Più che di ciò che bisogna dire, Gesù si mostra preoccupato di ciò che bisogna essere. Ciò che sei, grida più forte di ciò che dici. È vero che la parola di Dio è efficace di per sé; non è la mia testimonianza a renderla credibile. Tuttavia la mia controtestimonianza ha il potere di renderla incredibile. Nel male ho sempre un potere maggiore che nel bene: non so creare un fiore: so però distruggerlo!

La povertà che Gesù “ordina” non è di tipo stoico. Viene dalla gioia di chi ha scoperto il tesoro (Mt 13,44), e conduce alla vittoria sul peccato del mondo – che consiste nella brama di avere, di potere e di apparire, strumenti mortali escogitati dalla paura della morte.

La sua povertà non è una privazione, ma un valore sommo, anzi la somma dei valori della sua vita. Infatti Dio, essendo amore, è povero. Il suo avere è il suo essere, e il suo essere è essere dell’altro, nel dono di sé del Padre al Figlio e del Figlio al Padre, nell’unico Spirito.

Anche per noi la povertà è la condizione per amare. Infatti finché hai cose, dai cose; quando hai nulla, dai te stesso. Solo allora ami veramente, e puoi condividere. Inoltre ciò che hai, ti divide dall’altro; ciò che dai, ti unisce, e ti fa solidale con lui. Finché non sei povero, ogni cosa che dai è solo esercizio di potere.

La povertà è poi verità: tu non sei ciò che hai, ma ciò che dai; e solo se hai nulla, dai te stesso e sei te stesso. È anche libertà dall’idolo che domina il mondo – il dio mammona che garantisce la soddisfazione di ogni altro desiderio. È inoltre Il volto concreto della fede, che ti fa porre tutta la fiducia in Dio come Padre tuo e Signore di tutto. È infine bisogno di accoglienza. Per essa l’apostolo fa l’esperienza di figlio, che è bisogno di accoglienza, dando all’altro l’opportunità di esercitare in prima persona la misericordia del Padre.

Già nell’AT povertà, piccolezza e impotenza sono i mezzi che Dio sceglie per vincere (cf Sam 2,1-10; Es 3,11; 4, 10; Gdc 7,2). Infatti ha scelto ciò che è stolto e debole per confondere i sapienti e i forti, ciò che è ignobile, disprezzato e nulla, per ridurre al nulla le cose che sono (1Cor 1,27 s). D’altra parte tutti noi conosciamo la grazia del Signore nostro Gesù Cristo, che da ricco che era si fece povero per noi, perché noi diventassimo ricchi per mezzo della sua povertà (2Cor 8,9).

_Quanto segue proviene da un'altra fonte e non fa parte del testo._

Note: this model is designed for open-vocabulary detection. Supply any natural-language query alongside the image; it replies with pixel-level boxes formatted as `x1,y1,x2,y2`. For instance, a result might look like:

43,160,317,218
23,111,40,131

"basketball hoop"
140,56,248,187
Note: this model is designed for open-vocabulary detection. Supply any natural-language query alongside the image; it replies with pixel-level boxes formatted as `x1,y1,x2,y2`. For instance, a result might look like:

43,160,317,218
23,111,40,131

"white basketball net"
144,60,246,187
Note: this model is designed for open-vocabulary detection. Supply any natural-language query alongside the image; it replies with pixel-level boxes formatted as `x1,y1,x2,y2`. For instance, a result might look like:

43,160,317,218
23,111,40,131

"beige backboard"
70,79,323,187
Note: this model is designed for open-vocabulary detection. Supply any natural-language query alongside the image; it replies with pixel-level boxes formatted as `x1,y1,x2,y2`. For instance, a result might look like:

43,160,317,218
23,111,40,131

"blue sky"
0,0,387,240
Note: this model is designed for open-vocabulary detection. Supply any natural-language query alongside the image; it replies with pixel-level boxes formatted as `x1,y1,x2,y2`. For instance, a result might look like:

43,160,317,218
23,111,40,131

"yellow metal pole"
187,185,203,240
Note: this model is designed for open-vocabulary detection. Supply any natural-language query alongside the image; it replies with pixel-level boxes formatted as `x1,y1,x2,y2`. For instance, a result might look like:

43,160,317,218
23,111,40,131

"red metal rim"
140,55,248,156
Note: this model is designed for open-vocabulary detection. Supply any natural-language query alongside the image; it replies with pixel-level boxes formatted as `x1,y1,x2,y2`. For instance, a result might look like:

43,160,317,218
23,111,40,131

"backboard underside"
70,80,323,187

Questa lezione l’avevano appresa bene Pietro e Giovanni, quando compirono il primo miracolo della Chiesa nascente. Fecero camminare lo storpio con le parole: “Non possiedo né argento né oro, ma quello che ho te lo do: nel nome di Gesù Cristo, il Nazareno, cammina” (At 3,6). Se avessero avuto argento e oro, avrebbero fatto un’opera buona, magari un istituto per storpi! Ma la fede può venire solo dall’annuncio fatto in debolezza, perché è libera risposta alla parola di Cristo.

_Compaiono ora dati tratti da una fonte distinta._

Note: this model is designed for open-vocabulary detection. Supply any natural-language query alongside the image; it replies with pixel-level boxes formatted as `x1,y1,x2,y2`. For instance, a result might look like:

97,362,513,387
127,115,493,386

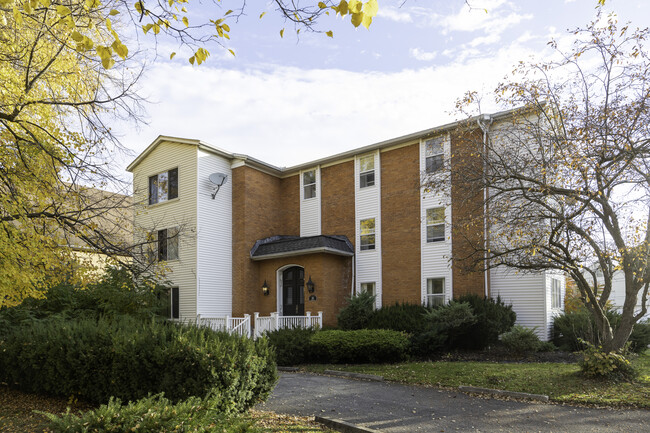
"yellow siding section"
133,141,198,320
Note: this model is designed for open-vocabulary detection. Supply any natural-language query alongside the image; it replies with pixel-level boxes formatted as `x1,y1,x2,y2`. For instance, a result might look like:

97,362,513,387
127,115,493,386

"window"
361,283,377,296
551,278,562,308
302,170,316,199
156,227,178,261
359,218,375,251
149,168,178,204
424,137,445,173
359,155,375,188
426,278,445,307
167,287,180,319
427,207,445,242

Per vincere lo spaventoso Golia, David dovette liberarsi dell’armatura così bella che il re gli aveva offerto: “Non posso camminare con tutto questo” (1Sam 17,39). Per vincere, Gedeone dovette ridurre il suo potente esercito da 30.000 a 300: erano troppo numerosi perché Dio li facesse vincere (Gdc 7,1 ss)! L’efficacia divina dell’annuncio è inversamente proporzionale all’efficienza dei mezzi umani.

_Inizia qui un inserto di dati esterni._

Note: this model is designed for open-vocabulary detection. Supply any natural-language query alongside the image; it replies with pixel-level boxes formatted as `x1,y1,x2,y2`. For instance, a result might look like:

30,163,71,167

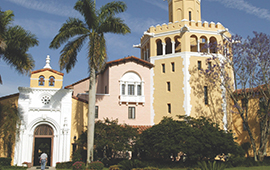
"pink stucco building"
65,56,154,126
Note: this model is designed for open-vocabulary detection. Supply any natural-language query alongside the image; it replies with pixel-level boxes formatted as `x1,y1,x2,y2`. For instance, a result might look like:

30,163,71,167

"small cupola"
30,55,64,89
168,0,201,23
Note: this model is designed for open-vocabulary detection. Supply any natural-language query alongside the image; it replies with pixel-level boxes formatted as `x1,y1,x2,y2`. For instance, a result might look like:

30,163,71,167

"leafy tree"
76,119,138,160
200,32,270,161
50,0,130,163
139,116,243,161
0,102,21,157
0,10,38,84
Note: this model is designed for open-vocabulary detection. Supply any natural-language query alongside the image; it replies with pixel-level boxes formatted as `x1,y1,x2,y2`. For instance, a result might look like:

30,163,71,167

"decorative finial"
43,55,51,69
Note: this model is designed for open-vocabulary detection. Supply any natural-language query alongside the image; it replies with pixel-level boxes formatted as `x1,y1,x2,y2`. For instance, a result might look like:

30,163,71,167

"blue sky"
0,0,270,97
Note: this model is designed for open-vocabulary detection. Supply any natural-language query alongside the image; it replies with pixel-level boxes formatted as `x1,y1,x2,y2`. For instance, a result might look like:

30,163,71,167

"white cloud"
144,0,168,11
6,0,80,17
208,0,270,21
14,19,63,38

Dobbiamo essere fortemente persuasi che la salvezza viene dalla croce, svuotamento che rivela Dio. Guai se la nostra potenza o sapienza la vanifica (1Cor 1,17). Per questo Paolo si presenta in debolezza, con molto timore e trepidazione, riponendo tutta la sua sapienza in Cristo, e in Cristo crocifisso (1Cor 2,2 s). E dice: “Quando sono debole, è allora che sono forte” (2Cor 12,10) – forte della fiducia in Dio, la cui debolezza è più forte degli uomini.

Gesù invia i suoi in povertà, come il Padre ha inviato lui.

I discepoli, attraverso la missione, sono chiamati alla forma più alta di vita cristiana: sono pienamente associati al Figlio, che, conoscendo l’amore del Padre, è spinto verso tutti i fratelli.